The Woman in the Wilderness Study is a prelude to dying [2012]

          You do not find nearly so many "people" wandering around remote corners of the planet anymore.  Some "people" even go as far as to think that wilderness is a lock-up of the land.  (This is a blunt, obstreperous fact, and "they" continue to dance around it to this day.)  But "people", stunted for a plenitude of centuries, have been calling animated things that "they" do not understand "woman", giving "them" a singular pillar of fire with which to light "their" lonely ways.  (Some have indicated that, as a side-effect, there is also an irrational acknowledgment of the funeral thank-you-notes page.  This is debatable, and the subject of a whole 'nother study, altogether!)  So, after years of social engineering crap that will never delete the truth, most "people" now care more about winning "woman" than they do the truth.  Wilderness!  However, the mere presence or activity of "people" does not disqualify an area of "woman" from being wilderness.  As this is indubitably true, the Woman in the Wilderness Study is about to make the startling transformation into the Woman in the Wilderness EVENT:  a funeral.

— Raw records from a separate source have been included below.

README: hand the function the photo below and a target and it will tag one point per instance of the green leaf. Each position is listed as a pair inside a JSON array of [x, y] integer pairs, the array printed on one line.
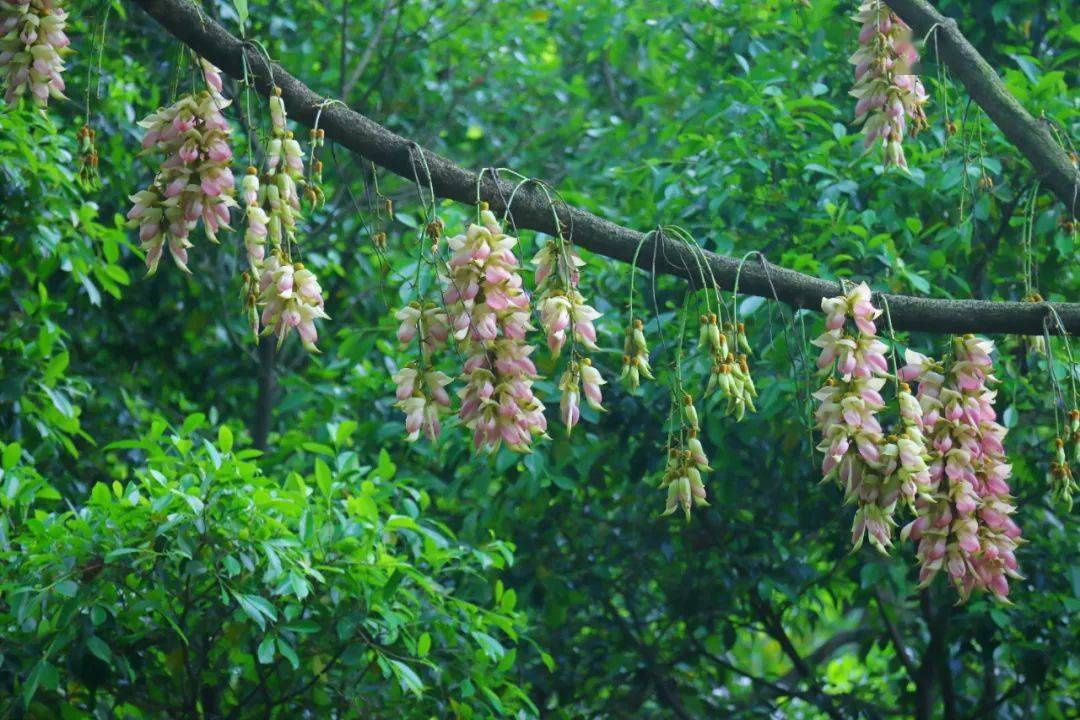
[[266, 650], [423, 646], [407, 677], [257, 608], [491, 647], [97, 646], [225, 438], [192, 422], [11, 454], [241, 7], [288, 653], [67, 588]]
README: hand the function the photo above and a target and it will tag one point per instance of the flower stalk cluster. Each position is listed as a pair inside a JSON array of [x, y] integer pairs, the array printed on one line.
[[564, 314], [420, 389], [291, 299], [686, 462], [730, 372], [488, 312], [890, 98], [193, 181], [88, 159], [963, 524], [288, 293], [858, 454], [635, 356], [32, 40]]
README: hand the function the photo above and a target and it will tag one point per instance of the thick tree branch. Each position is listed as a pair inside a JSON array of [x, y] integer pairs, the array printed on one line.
[[406, 159], [1033, 137]]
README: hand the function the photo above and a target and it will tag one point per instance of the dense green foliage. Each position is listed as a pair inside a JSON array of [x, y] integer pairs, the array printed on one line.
[[158, 565]]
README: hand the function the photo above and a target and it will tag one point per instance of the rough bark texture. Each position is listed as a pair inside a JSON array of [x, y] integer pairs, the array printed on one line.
[[530, 208], [1033, 137]]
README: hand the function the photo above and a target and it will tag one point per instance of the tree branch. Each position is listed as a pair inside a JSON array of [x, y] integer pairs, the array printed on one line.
[[531, 209], [1033, 137]]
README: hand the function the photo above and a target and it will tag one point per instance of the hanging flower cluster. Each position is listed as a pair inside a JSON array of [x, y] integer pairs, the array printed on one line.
[[288, 294], [291, 298], [31, 42], [635, 356], [489, 313], [1061, 470], [278, 194], [193, 180], [730, 372], [565, 313], [579, 376], [686, 462], [964, 524], [421, 392], [422, 397], [856, 452], [88, 158], [890, 97], [563, 309]]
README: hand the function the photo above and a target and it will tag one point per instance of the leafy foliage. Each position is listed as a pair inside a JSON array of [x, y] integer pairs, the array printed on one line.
[[158, 565]]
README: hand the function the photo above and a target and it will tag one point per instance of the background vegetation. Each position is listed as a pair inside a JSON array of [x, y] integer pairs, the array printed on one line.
[[196, 527]]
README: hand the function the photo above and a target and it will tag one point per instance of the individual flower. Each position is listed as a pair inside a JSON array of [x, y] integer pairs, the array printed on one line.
[[31, 43], [635, 356], [193, 181], [423, 399], [563, 309], [429, 322], [580, 376], [88, 159], [890, 99], [686, 462], [279, 191], [488, 312], [291, 298]]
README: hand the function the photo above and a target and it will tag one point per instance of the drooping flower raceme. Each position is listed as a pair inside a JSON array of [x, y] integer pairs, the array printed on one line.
[[489, 314], [31, 43], [421, 390], [193, 180], [423, 399], [579, 376], [635, 356], [279, 192], [686, 462], [890, 96], [964, 526], [856, 452], [564, 313], [563, 309], [730, 372], [292, 299]]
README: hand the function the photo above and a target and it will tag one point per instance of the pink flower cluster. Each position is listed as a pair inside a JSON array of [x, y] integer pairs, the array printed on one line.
[[579, 376], [273, 204], [890, 97], [856, 452], [564, 312], [422, 397], [562, 306], [291, 298], [963, 524], [488, 311], [421, 394], [31, 42], [686, 462], [193, 181]]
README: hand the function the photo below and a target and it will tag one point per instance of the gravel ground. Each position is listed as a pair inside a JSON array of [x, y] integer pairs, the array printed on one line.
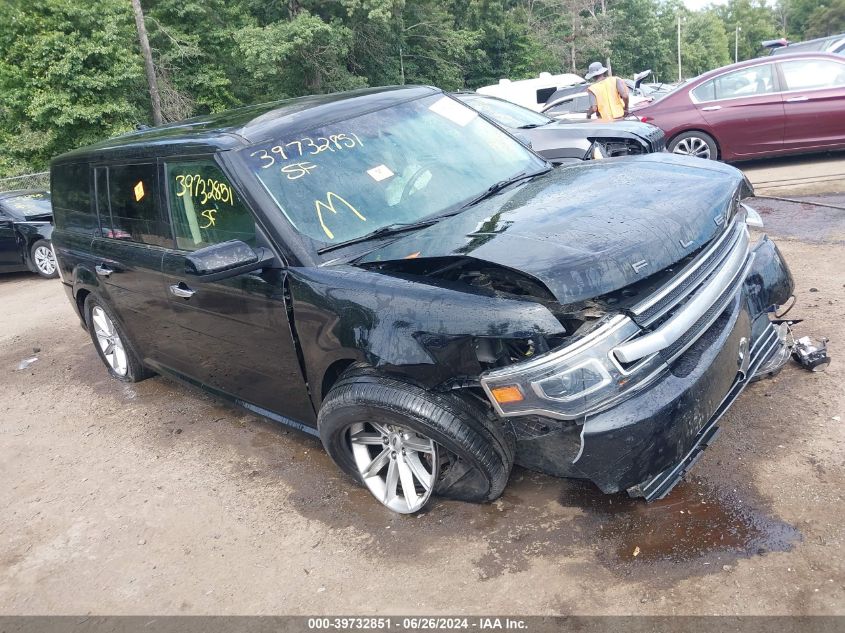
[[151, 498]]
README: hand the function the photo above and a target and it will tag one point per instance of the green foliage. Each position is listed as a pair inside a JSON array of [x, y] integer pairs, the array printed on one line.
[[71, 70], [304, 55], [756, 21], [826, 20], [704, 43]]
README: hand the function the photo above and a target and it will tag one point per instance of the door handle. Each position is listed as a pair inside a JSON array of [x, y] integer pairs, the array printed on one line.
[[181, 290]]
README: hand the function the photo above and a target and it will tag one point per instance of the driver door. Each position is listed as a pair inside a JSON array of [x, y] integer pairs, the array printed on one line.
[[231, 335], [10, 257]]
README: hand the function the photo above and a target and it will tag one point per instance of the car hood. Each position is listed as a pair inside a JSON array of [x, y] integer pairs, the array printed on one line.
[[600, 128], [590, 229]]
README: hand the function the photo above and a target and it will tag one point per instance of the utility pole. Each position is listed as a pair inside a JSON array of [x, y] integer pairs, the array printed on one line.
[[148, 61], [401, 68], [680, 78]]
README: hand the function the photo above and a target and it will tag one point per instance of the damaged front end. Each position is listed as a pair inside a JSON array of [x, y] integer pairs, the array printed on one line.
[[610, 337]]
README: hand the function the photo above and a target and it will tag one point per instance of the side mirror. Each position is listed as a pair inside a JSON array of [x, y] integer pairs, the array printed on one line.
[[227, 259]]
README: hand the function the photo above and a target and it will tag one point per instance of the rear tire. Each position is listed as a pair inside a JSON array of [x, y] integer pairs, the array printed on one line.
[[43, 260], [698, 144], [111, 343], [473, 453]]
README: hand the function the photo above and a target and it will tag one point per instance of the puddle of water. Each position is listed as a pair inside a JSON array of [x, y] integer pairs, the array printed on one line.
[[695, 521]]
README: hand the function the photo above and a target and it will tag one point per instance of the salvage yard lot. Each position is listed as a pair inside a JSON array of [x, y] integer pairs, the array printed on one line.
[[116, 497]]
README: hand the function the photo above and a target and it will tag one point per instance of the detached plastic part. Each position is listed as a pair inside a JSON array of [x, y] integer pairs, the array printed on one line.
[[811, 355]]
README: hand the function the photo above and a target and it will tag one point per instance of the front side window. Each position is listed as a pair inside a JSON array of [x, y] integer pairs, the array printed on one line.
[[132, 196], [813, 74], [397, 165], [204, 207], [705, 92], [748, 82], [30, 205], [71, 193]]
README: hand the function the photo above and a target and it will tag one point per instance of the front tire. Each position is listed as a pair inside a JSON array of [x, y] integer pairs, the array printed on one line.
[[405, 443], [43, 260], [696, 144], [112, 344]]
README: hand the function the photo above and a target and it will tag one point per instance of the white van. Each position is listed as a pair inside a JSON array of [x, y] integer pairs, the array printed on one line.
[[531, 93]]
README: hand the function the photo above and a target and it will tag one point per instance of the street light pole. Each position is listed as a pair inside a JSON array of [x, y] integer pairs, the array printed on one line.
[[679, 48]]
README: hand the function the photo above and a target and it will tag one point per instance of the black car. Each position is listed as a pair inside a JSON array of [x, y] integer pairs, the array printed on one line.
[[25, 228], [560, 142], [391, 272]]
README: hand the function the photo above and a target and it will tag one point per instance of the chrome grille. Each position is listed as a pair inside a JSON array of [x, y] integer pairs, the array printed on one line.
[[677, 314], [667, 298]]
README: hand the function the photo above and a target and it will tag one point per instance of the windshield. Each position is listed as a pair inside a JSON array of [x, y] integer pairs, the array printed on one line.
[[397, 165], [505, 113], [30, 204]]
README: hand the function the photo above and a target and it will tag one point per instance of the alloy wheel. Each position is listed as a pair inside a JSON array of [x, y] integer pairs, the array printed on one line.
[[398, 465], [109, 341], [44, 260], [693, 146]]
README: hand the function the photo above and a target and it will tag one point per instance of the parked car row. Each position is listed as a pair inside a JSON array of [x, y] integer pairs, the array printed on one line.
[[788, 104], [392, 272], [561, 143]]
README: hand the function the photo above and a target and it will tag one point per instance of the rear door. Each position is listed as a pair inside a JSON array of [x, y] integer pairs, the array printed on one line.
[[232, 335], [744, 110], [133, 238], [814, 102]]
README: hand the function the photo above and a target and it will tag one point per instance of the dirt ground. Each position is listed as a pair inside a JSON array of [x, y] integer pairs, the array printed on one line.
[[150, 498]]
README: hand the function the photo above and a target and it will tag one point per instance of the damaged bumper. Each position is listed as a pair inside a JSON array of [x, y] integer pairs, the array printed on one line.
[[699, 342]]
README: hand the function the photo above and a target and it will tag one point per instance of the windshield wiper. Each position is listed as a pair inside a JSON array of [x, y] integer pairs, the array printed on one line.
[[390, 229], [502, 184], [531, 126]]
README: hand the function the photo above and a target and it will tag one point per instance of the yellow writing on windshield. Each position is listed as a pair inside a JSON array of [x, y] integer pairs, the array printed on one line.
[[329, 204], [205, 189], [209, 215], [306, 146], [298, 170]]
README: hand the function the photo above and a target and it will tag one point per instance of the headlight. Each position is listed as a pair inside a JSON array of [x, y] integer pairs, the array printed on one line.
[[575, 380]]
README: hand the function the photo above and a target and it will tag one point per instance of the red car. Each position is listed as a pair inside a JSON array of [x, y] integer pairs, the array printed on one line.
[[786, 104]]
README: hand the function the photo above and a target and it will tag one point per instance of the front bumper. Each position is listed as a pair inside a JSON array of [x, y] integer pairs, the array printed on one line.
[[647, 442]]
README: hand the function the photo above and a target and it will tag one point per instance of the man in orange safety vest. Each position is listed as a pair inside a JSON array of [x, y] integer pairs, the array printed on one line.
[[608, 94]]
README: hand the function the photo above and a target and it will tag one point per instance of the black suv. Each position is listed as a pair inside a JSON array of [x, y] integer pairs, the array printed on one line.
[[391, 272]]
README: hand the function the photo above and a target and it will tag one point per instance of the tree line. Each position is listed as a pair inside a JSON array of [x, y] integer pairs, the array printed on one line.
[[72, 72]]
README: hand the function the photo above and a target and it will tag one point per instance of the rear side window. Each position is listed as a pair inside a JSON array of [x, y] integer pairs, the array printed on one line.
[[71, 195], [705, 92], [133, 213], [205, 208], [812, 74]]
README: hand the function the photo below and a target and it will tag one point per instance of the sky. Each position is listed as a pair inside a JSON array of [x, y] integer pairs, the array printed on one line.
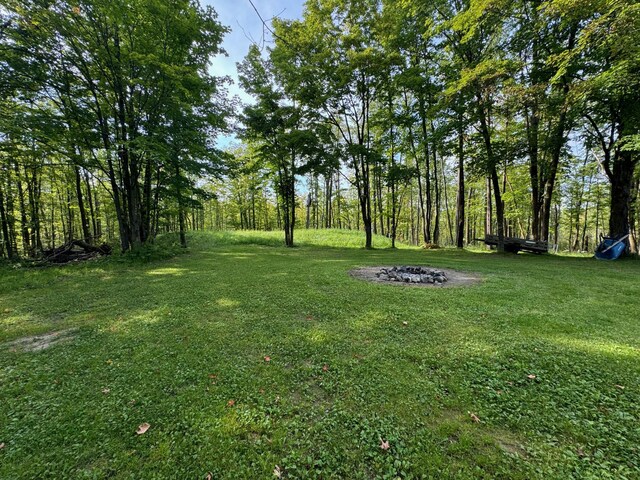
[[247, 28]]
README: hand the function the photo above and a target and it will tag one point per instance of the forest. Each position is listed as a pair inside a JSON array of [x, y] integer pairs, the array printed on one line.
[[430, 123]]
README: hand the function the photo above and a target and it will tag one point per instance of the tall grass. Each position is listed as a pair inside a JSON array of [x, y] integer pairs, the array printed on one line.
[[332, 238]]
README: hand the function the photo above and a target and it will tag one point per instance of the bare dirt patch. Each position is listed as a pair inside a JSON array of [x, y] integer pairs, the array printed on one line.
[[455, 278], [37, 343]]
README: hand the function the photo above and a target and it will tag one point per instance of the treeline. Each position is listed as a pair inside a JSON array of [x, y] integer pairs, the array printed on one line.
[[452, 118], [428, 122], [248, 200], [108, 118]]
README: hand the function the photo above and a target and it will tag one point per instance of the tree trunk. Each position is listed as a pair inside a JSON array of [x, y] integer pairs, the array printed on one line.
[[460, 197]]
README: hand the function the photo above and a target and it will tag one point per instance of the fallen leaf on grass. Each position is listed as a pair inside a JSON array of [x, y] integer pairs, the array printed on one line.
[[143, 428]]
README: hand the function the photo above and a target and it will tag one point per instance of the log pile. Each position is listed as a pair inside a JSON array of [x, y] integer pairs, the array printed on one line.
[[412, 275], [75, 251]]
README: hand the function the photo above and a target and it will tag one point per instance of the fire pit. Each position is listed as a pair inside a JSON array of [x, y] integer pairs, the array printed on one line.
[[416, 276], [412, 275]]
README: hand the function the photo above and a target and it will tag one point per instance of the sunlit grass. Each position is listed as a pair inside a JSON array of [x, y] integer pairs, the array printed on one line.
[[545, 352]]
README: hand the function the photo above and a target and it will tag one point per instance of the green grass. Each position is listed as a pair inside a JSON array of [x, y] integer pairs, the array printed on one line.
[[153, 333]]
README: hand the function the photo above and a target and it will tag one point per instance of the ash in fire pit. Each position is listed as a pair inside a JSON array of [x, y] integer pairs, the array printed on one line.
[[412, 275]]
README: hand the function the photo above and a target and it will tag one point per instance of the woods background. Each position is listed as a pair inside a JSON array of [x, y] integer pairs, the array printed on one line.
[[429, 123]]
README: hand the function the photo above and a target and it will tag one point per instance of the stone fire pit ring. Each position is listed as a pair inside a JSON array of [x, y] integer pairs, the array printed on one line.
[[416, 276]]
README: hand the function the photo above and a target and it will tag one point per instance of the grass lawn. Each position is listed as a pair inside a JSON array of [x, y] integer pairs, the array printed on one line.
[[545, 353]]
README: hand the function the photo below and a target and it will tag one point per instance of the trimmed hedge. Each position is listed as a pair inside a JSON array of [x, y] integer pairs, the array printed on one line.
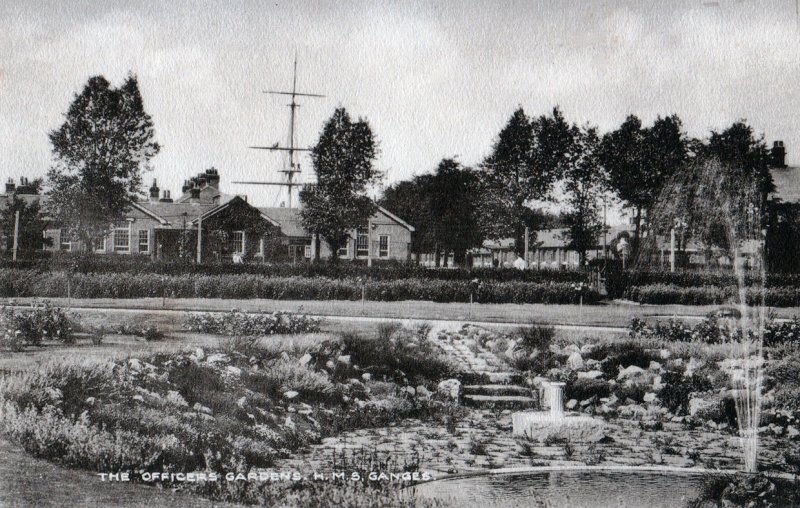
[[663, 294], [382, 270], [26, 283]]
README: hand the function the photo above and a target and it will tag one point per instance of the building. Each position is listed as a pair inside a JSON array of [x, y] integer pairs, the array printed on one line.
[[230, 229]]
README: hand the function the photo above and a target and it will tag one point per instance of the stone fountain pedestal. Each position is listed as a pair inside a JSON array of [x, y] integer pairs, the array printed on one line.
[[556, 424]]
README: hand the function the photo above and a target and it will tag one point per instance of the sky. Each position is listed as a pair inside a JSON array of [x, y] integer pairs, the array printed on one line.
[[434, 79]]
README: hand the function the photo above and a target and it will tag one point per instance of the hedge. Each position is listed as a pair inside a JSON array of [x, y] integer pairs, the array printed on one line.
[[711, 295], [25, 283], [382, 270]]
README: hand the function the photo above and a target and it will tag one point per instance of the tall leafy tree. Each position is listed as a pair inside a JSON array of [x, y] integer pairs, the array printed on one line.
[[521, 170], [640, 160], [453, 208], [343, 160], [583, 181], [100, 152]]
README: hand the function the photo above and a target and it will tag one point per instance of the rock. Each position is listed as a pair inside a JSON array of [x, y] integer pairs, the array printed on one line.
[[201, 409], [628, 372], [697, 404], [175, 398], [450, 388], [217, 358], [575, 361]]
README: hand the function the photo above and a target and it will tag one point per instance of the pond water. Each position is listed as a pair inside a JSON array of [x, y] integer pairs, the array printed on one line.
[[575, 488]]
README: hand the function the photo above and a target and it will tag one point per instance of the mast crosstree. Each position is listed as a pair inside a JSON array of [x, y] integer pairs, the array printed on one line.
[[294, 167]]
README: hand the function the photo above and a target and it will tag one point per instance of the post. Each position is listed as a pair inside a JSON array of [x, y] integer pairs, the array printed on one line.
[[16, 235], [672, 250], [369, 243], [527, 244], [199, 239]]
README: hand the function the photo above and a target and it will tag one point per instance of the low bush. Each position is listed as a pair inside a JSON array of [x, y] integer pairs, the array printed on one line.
[[240, 323], [30, 327]]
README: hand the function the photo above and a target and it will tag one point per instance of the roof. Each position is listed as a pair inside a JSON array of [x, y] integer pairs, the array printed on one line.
[[288, 220], [787, 184]]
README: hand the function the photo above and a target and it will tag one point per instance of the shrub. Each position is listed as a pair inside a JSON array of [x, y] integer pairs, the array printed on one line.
[[242, 323]]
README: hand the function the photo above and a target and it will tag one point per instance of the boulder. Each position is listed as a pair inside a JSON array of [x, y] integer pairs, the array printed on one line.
[[575, 361], [450, 388]]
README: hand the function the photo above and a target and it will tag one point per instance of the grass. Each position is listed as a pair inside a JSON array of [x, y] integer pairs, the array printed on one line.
[[599, 315]]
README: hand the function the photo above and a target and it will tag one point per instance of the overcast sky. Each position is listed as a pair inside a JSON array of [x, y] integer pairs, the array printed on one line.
[[434, 79]]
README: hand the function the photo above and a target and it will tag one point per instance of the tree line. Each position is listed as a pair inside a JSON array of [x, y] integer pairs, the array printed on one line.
[[106, 142]]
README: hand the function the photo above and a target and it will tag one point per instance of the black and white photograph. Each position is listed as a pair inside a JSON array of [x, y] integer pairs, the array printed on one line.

          Every particular here alluded to is observed on funereal occasions at the present day, and the "woman" in the wilderness is no exception.  So we come to this learned text assured that there is familial comfort (check the bathroom for closet alcoholics), and we have achieved the understanding that the call has been placed for the waling WOMEN to come; only the most skillful of them.  (These WOMEN leave their homes without full black attire and weeping veils for the first full year following employment, and, in the wording of the eleventh stanza of our first edition, are "slightly on the edge of plastic".  This is to be expected.)  The masculine "male" doctor is the counterbalance in the equation, and a bit of local culture must come with "him" (this could mean a multitude of things, but most likely it will simply manifest as a generous helping of pasta).  And when you reduce the story down to its bare essentials, it comes to two factors:  said "male" doctor and WOMEN.  Whine will become wine, and in all the vineyards there shall be glorious wailing, for the twelve-year-old "daughter" who was dying has died.  (On the outside, these turns in the text may seem ruthless, but they will teach us that Eternity is the Standing Still of the Present Time, and that the WOMEN certainly have no ruth.)  After all this, one might ask:  where is the wilderness, now?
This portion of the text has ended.